2.8 megahertz için, 6.63e-34 * 2.8e+6 = 1.86e-27 j
10 megahertz için, 6.63e-34 * 1e+7 = 6.63e-27 j

bu değerler bir foton başına düşen enerji anlamına geliyor. yayın gücü olan 3.6 megawatt yani 3.6 milyon joule'u bu değerlere bölersek:

2.8 megahertz için 1.835e+33 foton/saniye
10 megahertz için 5.43e+32 foton/saniye yapıyor.


bu değerleri kullanmadan önce, haarp'ın sözde nasıl deprem yaratabileceğine bakalım

bunun mümkün olabilecek tek yolu, bu fotonların gökyüzünden sektirilip yere çarpmaları sonucu tektonik levha üzerinde bir stres oluşturması ve fayın kırılmasına sebep olmasıdır. (ki büyük bir çoğunluğu sekmeyecektir, muhtemelen iyonosfer/magnetosferdeki yüklü parçacıklarla etkileşime girip saçılacaklardır, belki pair production, kesinlikle aurora oluşumu gözlemlenir. zaten haarp'ın yapay aurora yaratabildiği biliniyor.)

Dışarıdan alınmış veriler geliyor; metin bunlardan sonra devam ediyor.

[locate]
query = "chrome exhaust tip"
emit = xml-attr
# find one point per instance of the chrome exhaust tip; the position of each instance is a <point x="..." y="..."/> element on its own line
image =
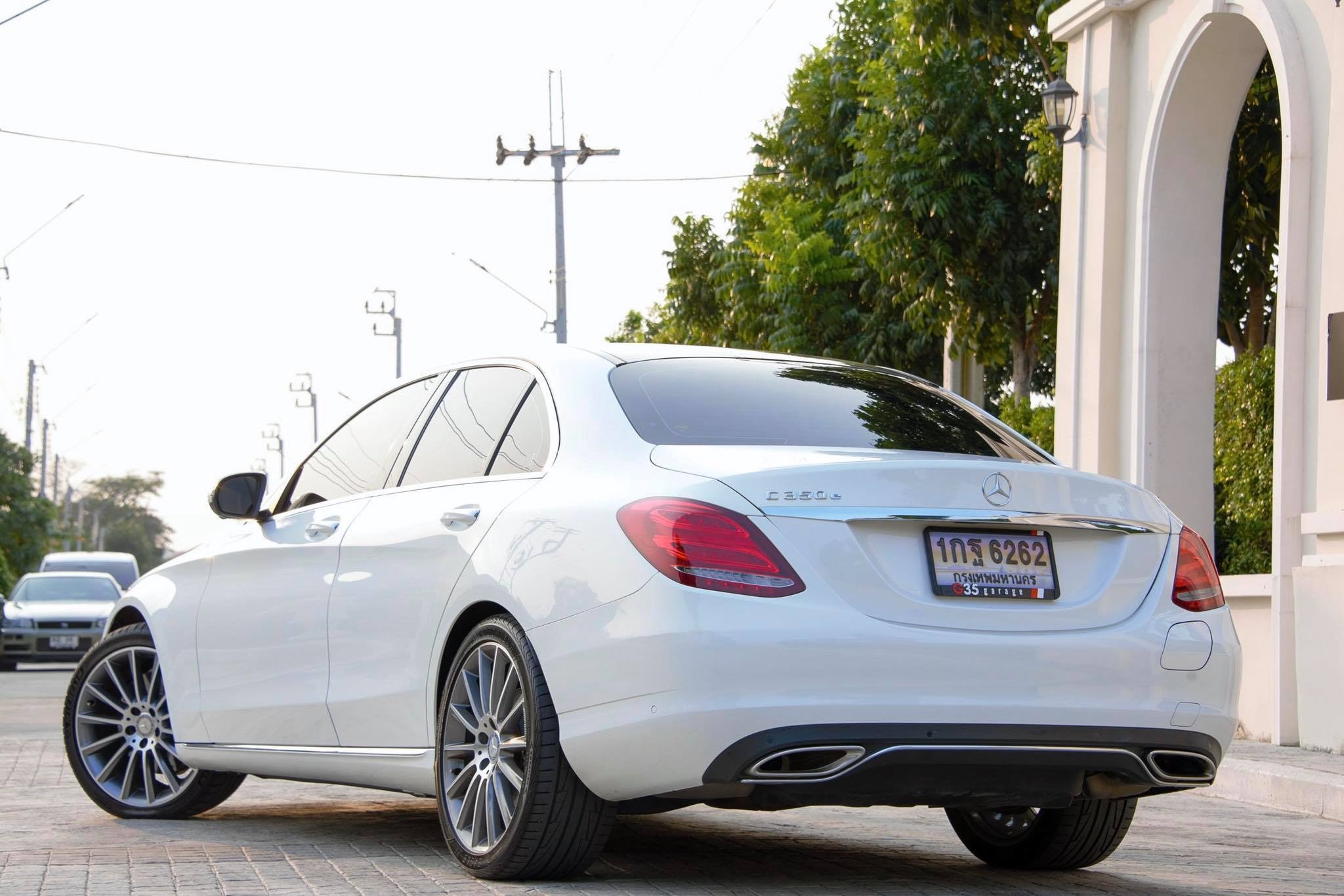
<point x="805" y="764"/>
<point x="1181" y="766"/>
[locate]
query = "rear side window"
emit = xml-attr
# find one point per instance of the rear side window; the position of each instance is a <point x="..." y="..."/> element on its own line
<point x="714" y="401"/>
<point x="528" y="438"/>
<point x="358" y="457"/>
<point x="465" y="429"/>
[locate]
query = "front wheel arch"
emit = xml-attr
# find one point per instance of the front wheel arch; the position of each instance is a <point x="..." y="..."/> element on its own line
<point x="467" y="620"/>
<point x="127" y="615"/>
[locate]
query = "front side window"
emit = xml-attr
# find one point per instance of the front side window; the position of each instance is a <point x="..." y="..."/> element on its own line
<point x="359" y="456"/>
<point x="734" y="401"/>
<point x="465" y="429"/>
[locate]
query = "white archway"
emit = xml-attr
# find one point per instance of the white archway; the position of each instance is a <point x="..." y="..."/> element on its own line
<point x="1183" y="169"/>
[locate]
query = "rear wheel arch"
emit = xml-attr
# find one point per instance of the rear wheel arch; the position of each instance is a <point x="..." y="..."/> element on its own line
<point x="467" y="620"/>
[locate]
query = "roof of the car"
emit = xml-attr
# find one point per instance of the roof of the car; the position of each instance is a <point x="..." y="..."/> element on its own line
<point x="89" y="555"/>
<point x="70" y="574"/>
<point x="629" y="352"/>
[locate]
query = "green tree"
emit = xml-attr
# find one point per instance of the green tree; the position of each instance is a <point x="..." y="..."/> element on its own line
<point x="26" y="520"/>
<point x="945" y="203"/>
<point x="124" y="514"/>
<point x="1244" y="455"/>
<point x="1246" y="296"/>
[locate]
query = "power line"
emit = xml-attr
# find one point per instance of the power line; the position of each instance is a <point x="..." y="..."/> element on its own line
<point x="750" y="31"/>
<point x="678" y="35"/>
<point x="360" y="173"/>
<point x="19" y="14"/>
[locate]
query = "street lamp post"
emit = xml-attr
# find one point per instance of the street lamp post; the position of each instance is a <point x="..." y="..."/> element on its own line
<point x="1058" y="100"/>
<point x="397" y="323"/>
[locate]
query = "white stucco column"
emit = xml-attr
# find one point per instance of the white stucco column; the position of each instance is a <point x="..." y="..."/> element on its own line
<point x="1092" y="253"/>
<point x="963" y="373"/>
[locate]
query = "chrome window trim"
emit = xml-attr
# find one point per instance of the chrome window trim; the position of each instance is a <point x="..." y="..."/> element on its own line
<point x="988" y="518"/>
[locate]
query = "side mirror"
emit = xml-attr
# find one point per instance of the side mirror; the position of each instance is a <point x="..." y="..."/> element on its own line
<point x="240" y="496"/>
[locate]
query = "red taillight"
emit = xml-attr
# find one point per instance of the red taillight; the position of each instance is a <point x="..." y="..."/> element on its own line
<point x="1196" y="578"/>
<point x="707" y="547"/>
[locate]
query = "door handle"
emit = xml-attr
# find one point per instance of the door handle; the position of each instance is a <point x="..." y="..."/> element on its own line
<point x="459" y="519"/>
<point x="319" y="529"/>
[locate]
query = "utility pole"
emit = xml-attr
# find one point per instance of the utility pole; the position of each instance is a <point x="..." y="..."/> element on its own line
<point x="274" y="443"/>
<point x="65" y="518"/>
<point x="42" y="483"/>
<point x="558" y="153"/>
<point x="27" y="422"/>
<point x="305" y="386"/>
<point x="397" y="323"/>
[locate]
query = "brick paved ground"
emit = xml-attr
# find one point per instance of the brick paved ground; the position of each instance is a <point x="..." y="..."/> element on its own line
<point x="283" y="837"/>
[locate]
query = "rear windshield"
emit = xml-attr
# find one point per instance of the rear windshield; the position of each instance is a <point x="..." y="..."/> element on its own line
<point x="727" y="401"/>
<point x="120" y="570"/>
<point x="66" y="589"/>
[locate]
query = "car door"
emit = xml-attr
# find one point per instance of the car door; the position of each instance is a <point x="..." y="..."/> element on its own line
<point x="261" y="630"/>
<point x="483" y="446"/>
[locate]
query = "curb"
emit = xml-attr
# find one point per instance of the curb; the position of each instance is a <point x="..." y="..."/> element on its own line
<point x="1278" y="786"/>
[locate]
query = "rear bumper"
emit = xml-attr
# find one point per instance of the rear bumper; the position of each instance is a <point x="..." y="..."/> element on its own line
<point x="652" y="691"/>
<point x="959" y="765"/>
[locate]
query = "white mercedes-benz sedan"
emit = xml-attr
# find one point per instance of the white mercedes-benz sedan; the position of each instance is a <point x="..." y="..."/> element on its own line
<point x="628" y="579"/>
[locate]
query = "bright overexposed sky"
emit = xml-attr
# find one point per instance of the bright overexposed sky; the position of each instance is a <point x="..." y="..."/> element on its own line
<point x="215" y="284"/>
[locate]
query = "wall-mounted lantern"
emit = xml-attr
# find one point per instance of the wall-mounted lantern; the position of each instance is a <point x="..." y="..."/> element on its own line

yukarıda 10 üzeri 33'lü değerlerden bahsediyoruz, saniyede desilyon miktarda foton yere çarparak tektonik levhaları oynatabilir mi peki? bunu tam olarak hesaplayabilmek için tektonik levhaların kütlesini bilmek gerekiyor, onu hesaplayabilecek g*t bende yok, ama başka yollardan da bunun mümkün olup olmadığı çıkarımında bulunabiliriz.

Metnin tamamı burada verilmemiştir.